Tag Archives: robert johnson

“when the train left the station…”

“I’m nobody,” Emily Dickinson wrote. “Are you–nobody–too?” I like to quote that brief phrase sometimes when I’m lonely, frightened, or otherwise confused. I’ve learned enough by now to know that we all ask ourselves that question, even if only in the darkest hours of our nights. When you realize that, sometimes you don’t feel so all alone.

My darkest hours seem to arrive between midnight and four A.M., the time I used to look forward to when my kids were young because then the house was quiet and I could write, play music and guitar, and refresh my muse, as Hemingway said, “from the springs that fed it.” The nights and years have been so lonely since those times, so very lonely, like the times in the middle of the night when the bedroom door would open and a little boy (or two) would crawl into bed with me while his mother worked. “This bed is empty,” goes the Stones song; I’m not sure it’s something you ever get used to.

Love in vain, love in vain; and all is vanity, even the person I believed I once was.

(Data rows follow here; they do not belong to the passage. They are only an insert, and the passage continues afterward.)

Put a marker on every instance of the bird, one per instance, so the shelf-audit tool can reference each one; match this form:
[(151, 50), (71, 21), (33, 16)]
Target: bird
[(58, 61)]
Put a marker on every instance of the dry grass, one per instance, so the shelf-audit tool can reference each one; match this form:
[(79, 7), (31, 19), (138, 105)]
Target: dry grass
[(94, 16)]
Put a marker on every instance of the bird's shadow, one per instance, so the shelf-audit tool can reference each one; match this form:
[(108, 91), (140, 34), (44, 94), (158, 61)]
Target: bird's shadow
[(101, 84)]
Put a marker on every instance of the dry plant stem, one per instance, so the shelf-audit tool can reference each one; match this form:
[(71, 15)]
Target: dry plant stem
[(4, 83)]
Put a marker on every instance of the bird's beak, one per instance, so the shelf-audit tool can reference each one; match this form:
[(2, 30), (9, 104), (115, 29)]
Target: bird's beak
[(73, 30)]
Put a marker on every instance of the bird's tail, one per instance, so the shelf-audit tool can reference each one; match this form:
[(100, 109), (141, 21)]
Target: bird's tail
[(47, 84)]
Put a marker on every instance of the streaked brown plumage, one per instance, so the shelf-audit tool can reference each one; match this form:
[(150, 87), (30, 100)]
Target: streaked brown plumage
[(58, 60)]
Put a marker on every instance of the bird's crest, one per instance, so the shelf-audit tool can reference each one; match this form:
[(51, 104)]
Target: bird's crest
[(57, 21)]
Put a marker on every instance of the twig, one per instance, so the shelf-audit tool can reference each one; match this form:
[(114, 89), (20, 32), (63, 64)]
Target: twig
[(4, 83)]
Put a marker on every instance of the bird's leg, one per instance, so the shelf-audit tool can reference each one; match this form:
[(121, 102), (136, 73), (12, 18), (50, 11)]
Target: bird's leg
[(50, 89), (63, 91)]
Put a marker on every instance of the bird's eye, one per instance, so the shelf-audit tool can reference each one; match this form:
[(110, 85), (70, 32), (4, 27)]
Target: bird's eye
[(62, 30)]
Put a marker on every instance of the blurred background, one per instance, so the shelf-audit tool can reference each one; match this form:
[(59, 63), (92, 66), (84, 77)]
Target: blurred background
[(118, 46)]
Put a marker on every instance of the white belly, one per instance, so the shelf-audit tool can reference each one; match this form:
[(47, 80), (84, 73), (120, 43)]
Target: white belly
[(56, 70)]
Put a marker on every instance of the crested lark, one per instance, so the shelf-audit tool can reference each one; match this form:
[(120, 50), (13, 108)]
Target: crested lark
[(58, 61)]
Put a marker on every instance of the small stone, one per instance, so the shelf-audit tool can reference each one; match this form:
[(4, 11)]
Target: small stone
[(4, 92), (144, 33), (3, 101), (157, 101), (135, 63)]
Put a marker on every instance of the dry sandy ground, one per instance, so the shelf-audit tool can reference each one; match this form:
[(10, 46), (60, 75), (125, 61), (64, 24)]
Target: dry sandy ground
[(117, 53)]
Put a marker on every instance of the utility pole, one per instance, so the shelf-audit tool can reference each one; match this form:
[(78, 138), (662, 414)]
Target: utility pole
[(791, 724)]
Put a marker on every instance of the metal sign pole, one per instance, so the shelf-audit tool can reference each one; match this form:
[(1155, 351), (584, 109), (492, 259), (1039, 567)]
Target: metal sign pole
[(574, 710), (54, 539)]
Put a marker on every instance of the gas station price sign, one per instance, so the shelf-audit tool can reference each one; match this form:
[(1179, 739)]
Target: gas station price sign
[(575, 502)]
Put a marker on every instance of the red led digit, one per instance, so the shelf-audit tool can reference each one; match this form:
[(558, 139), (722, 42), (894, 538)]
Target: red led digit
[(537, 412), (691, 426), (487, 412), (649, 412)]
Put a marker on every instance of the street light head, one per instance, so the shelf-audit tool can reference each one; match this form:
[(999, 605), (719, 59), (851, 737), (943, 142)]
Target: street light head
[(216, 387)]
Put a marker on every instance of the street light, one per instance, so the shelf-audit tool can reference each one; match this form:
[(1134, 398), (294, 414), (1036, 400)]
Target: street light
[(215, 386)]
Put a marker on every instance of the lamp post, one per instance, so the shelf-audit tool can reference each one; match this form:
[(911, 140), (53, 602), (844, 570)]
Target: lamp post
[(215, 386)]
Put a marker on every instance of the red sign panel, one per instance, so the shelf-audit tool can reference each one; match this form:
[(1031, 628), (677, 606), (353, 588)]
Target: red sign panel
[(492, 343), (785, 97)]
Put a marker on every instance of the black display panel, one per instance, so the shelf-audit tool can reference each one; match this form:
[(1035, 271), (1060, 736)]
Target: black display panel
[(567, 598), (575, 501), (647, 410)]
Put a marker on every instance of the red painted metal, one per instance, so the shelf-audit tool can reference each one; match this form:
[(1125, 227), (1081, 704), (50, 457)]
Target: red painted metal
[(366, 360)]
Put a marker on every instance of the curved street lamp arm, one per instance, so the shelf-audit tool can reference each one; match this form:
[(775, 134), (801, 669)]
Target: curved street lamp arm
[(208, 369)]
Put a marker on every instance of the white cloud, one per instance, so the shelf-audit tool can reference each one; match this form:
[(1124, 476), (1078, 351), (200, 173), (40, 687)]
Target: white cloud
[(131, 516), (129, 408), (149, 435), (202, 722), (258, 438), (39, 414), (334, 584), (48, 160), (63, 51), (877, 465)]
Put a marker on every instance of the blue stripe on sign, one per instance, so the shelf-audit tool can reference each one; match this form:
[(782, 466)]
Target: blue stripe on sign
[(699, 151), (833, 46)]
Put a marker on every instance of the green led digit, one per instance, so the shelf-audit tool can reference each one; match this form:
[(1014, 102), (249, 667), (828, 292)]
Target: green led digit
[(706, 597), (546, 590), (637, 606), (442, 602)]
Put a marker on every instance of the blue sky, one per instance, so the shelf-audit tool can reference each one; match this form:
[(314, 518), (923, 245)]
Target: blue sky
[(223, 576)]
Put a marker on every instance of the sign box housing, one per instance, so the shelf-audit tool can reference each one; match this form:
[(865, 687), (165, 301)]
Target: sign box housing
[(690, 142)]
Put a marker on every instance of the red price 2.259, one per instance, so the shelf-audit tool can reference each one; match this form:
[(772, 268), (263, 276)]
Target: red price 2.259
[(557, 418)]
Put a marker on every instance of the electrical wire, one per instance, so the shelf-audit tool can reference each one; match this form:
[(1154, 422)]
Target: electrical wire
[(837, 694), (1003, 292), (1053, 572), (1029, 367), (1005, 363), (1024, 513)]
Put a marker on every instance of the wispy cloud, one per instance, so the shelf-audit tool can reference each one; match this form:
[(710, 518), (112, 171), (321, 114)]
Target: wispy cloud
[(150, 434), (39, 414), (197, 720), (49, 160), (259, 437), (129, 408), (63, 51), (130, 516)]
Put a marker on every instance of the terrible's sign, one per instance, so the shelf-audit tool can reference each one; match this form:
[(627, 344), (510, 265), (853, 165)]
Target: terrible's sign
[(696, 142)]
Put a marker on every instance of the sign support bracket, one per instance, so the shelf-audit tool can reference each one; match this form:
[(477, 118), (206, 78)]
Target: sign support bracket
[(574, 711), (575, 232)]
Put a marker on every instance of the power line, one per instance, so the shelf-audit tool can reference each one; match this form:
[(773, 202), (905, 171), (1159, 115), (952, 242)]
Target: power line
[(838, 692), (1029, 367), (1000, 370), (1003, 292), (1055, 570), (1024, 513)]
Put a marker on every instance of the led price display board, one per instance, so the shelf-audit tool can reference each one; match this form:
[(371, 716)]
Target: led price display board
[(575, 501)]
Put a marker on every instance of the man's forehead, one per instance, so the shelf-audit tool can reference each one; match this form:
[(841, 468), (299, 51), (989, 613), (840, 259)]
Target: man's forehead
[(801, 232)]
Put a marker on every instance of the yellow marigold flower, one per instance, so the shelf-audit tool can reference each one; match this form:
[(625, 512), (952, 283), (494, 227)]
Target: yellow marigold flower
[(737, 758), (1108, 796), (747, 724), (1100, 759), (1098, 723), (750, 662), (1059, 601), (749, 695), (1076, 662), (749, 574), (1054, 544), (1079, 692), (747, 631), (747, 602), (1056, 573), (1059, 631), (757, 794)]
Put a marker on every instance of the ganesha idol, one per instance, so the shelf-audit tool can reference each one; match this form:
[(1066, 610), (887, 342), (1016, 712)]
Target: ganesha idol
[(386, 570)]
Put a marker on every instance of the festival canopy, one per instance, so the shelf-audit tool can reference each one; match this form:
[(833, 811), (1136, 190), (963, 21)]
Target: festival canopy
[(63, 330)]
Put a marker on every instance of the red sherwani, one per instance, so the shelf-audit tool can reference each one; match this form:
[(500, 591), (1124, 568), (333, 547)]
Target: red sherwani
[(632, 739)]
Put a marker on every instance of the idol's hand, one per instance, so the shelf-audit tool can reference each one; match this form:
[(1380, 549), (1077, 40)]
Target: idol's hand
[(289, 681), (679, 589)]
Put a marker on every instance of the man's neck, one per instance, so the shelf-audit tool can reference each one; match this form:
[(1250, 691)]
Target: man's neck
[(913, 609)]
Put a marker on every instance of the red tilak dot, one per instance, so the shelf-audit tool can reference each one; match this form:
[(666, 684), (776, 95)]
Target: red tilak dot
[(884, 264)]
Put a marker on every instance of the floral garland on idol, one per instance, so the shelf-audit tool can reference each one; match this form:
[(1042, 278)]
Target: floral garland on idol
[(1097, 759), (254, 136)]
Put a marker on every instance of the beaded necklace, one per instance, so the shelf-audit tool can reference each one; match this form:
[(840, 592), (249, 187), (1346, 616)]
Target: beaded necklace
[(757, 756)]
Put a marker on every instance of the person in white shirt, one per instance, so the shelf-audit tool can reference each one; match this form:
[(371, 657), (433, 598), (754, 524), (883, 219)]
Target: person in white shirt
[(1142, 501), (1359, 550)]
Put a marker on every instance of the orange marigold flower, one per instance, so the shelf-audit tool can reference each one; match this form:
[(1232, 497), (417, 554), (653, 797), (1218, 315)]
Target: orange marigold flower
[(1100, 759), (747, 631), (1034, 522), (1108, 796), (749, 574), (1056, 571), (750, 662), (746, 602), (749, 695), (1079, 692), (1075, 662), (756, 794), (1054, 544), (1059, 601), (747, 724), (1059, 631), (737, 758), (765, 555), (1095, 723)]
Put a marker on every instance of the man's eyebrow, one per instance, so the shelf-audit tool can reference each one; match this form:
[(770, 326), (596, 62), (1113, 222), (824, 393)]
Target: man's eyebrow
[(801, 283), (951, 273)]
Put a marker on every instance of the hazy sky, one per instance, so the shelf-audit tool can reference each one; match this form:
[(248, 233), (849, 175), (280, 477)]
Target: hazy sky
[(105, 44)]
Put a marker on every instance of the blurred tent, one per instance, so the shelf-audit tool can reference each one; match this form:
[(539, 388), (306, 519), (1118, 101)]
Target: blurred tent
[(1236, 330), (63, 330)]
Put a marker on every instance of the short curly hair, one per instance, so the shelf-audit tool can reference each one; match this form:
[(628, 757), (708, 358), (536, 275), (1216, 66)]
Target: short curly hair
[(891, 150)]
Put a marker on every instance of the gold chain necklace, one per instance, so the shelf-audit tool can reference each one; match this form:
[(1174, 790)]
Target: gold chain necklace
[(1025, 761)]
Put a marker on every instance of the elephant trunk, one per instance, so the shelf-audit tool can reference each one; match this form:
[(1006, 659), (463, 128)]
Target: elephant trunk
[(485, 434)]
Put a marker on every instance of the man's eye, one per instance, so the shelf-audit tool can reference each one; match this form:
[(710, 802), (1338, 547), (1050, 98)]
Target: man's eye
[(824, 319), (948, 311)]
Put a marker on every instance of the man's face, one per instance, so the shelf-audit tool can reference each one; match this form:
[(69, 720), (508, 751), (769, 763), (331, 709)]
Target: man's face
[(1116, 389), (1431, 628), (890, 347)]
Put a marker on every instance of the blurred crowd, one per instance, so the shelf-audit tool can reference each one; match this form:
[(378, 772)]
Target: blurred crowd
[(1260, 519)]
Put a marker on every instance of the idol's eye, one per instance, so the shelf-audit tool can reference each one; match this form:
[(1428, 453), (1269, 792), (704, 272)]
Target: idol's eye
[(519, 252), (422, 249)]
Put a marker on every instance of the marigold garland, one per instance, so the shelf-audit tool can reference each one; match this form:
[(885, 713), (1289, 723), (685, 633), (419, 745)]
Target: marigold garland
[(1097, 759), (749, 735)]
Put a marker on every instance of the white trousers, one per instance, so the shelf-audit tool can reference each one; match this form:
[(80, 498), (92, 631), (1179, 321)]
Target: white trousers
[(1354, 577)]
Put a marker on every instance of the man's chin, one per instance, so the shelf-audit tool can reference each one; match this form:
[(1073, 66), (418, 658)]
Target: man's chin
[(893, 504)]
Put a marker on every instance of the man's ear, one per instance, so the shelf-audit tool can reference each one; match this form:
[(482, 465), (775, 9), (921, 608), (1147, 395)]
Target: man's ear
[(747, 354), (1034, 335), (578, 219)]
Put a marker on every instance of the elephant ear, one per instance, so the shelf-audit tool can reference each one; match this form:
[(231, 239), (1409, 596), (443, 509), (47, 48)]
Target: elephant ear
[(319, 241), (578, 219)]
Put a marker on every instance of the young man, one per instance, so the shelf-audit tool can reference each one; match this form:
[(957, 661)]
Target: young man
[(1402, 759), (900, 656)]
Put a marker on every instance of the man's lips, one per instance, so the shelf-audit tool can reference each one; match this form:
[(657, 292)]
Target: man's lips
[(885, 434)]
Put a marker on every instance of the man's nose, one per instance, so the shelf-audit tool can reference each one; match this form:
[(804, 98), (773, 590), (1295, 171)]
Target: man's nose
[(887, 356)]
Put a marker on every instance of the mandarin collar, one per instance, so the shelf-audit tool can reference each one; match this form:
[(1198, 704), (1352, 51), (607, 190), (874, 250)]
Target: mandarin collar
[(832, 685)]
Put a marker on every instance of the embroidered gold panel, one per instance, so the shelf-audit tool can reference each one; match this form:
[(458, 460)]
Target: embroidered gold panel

Well, its hard to tell, its hard to tell, but all your love’s in vain
Well, I felt so sad and lonesome that I could not help but cry

It’s okay. No matter what I once believed when I was young and arrogant, I knew I couldn’t live a charmed life forever. It was always so…precarious…even then. And now the worst times are over, finally, and once again I live a life of seeing and possibility. I sometimes joke about the Fitzgerald line that “there are no second acts in American lives.” It wasn’t so long ago that I believed it completely. But I no longer believe it anymore.